Community

Follow the information (The real data problem)

Robot wearing dunce hat sits with head in hand in futuristic circuit backdrop

Image Credit: Donald Iain Smith/Getty

Step right up! Come one come all! Welcome to the highest stakes game of Three Card Monte that the world has ever seen.

Deep learning is facing The Data Problem: the demand for labeled data is nearly infinite, and, arguably, the lack of labeled data in the enterprise is the key bottleneck to progress.

Let’s find the answer.

First, we’re going to pick from the staggering number of techniques that have emerged in the last several years to address The Data Problem at the core of artificial intelligence. The cards are all laid out in front of us and, surely, under one of them is the secret to the next slew of unicorns and decacorns.

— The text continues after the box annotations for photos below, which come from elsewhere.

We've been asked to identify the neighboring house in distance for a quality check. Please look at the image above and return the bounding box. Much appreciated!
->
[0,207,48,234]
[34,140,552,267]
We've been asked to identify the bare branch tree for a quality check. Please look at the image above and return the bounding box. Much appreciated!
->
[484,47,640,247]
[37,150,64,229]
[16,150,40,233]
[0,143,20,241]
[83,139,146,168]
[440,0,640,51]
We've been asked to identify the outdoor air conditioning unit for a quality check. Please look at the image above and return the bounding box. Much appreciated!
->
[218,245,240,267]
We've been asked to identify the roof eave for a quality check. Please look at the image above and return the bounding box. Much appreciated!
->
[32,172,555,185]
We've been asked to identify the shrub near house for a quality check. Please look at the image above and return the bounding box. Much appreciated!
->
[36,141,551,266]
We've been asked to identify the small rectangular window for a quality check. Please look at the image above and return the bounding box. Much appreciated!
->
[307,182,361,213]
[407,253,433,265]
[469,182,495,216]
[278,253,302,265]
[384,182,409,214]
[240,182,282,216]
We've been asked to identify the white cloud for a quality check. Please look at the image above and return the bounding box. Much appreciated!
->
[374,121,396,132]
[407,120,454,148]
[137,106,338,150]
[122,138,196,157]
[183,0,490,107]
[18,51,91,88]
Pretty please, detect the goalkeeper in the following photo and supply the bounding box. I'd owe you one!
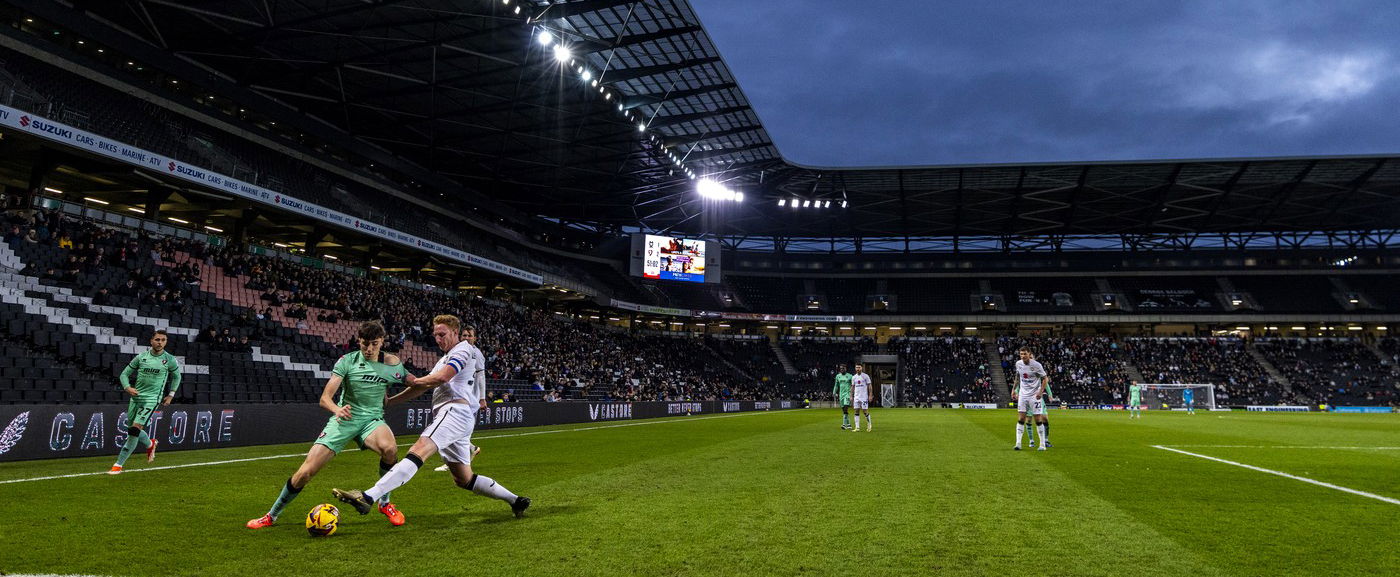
[832,364,851,431]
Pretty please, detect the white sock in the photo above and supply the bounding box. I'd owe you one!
[364,452,423,501]
[472,475,517,504]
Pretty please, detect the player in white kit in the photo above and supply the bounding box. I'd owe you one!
[332,315,529,517]
[433,325,486,472]
[1014,347,1050,451]
[851,364,874,433]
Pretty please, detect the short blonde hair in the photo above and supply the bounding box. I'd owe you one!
[433,315,462,333]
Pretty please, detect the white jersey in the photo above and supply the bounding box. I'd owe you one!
[851,373,871,401]
[472,345,486,406]
[1016,359,1046,398]
[433,340,484,413]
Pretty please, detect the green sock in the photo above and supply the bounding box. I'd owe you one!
[116,431,146,466]
[267,478,301,521]
[375,461,393,506]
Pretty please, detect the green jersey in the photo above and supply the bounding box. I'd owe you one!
[119,350,179,401]
[832,373,851,405]
[330,350,403,419]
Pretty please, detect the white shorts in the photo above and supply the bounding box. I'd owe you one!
[423,403,476,465]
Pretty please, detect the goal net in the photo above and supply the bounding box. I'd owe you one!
[1138,382,1215,410]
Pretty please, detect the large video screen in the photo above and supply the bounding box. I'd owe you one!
[641,234,706,283]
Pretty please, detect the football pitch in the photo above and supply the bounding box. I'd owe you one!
[0,409,1400,576]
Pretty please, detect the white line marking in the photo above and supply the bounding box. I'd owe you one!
[0,409,797,485]
[1154,445,1400,451]
[1152,445,1400,506]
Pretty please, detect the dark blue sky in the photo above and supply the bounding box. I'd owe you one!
[692,0,1400,167]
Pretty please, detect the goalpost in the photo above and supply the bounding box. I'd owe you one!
[1138,382,1215,410]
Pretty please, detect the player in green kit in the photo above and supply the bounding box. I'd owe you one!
[106,331,179,475]
[1128,381,1142,419]
[832,364,851,430]
[248,321,407,529]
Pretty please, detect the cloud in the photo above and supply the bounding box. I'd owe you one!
[694,0,1400,167]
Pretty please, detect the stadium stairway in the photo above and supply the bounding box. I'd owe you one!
[981,338,1011,406]
[162,252,438,368]
[769,340,797,377]
[1245,340,1306,399]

Unsupervised learning, foundation models, weak supervision, transfer learning, ontologies, representation learning, semi-supervised learning, self-supervised learning, synthetic data, knowledge graphs, physical simulations, symbol manipulation, active learning, zero-shot learning and generative models.

Just to name a few.

The concepts bob and weave and join and split in bizarre and unpredictable ways. There’s not a single term in that long list that has a universally agreed-upon definition. Powerful tools and overhyped promises overlap, and the dizzying array of techniques and tools is enough to throw even the savviest customers and investors off-balance.

So, which do you pick?

All data, no information

The problem, of course, is that we never should have been watching the cards in the first place. It was never a question of which magical buzzword was going to eliminate The Data Problem because the problem was never really about data in the first place. At least, not exactly.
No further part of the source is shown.